An "English Gardener," La Fayette, Ind., writes: "On page 162, June number, Mr. Henderson, in speaking of the progress of this country and in England, states things that are not facts. It may be simple to take notice of such small things, but in justice to myself and country I may say a word. A florist in this country cannot know everything about gardening in England. Mr. H. said, that in 1872, John Bull had not found out how to plow and pulverize. I will say that John knew how to plow and pulverize before Columbus discovered America, better than Americans do now. There are many reasons why market gardeners in England do not plow. Their ground in spring is too wet and cold. Sometimes the ground is very stony, which throws the plow out; and then they do not want to get on the ground with heavy horses in wet weather to tighten the bottom when labor is so cheap. Men only get $3.50 per acre, and dig an acre in five days thirteen inches deep, and they do not spade it. It is done with a spud, a three-forked spud. I would laugh to see one of your so-called plows in a market garden over the Rhine; it would do no more good than turning in three or four hogs.

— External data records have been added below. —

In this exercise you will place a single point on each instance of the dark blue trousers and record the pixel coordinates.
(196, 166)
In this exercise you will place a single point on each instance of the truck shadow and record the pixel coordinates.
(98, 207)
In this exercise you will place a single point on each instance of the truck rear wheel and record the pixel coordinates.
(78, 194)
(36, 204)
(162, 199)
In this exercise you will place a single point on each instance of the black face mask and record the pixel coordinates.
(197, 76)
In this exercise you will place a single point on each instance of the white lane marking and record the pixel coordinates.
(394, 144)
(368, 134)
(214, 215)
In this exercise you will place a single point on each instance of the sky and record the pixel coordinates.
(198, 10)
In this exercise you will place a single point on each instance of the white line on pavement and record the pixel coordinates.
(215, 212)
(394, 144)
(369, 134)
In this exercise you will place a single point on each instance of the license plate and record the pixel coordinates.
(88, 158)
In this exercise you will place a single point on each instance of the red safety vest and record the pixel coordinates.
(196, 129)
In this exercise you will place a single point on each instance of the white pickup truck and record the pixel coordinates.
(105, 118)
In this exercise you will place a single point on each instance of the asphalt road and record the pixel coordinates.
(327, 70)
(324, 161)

Another article or two on firming the soil and splitting the barks of trees. Mr. Henderson has not long found that out.

He has been longer finding that out than the Irishman was the red spider, whom he had twelve years in his employ. Any child might know that seeds and plants want something more than wind and water to live on. Mr. Henderson has done good service in many ways; but he might remember that there may be many good reasons for practices in other countries, though to him they may seem absurd in this. Excuse my intrusion. It is my first attempt at writing for a magazine, but I really think I know something about market gardening, and finding my views differ from Mr. Henderson's, I make bold to express my dissent".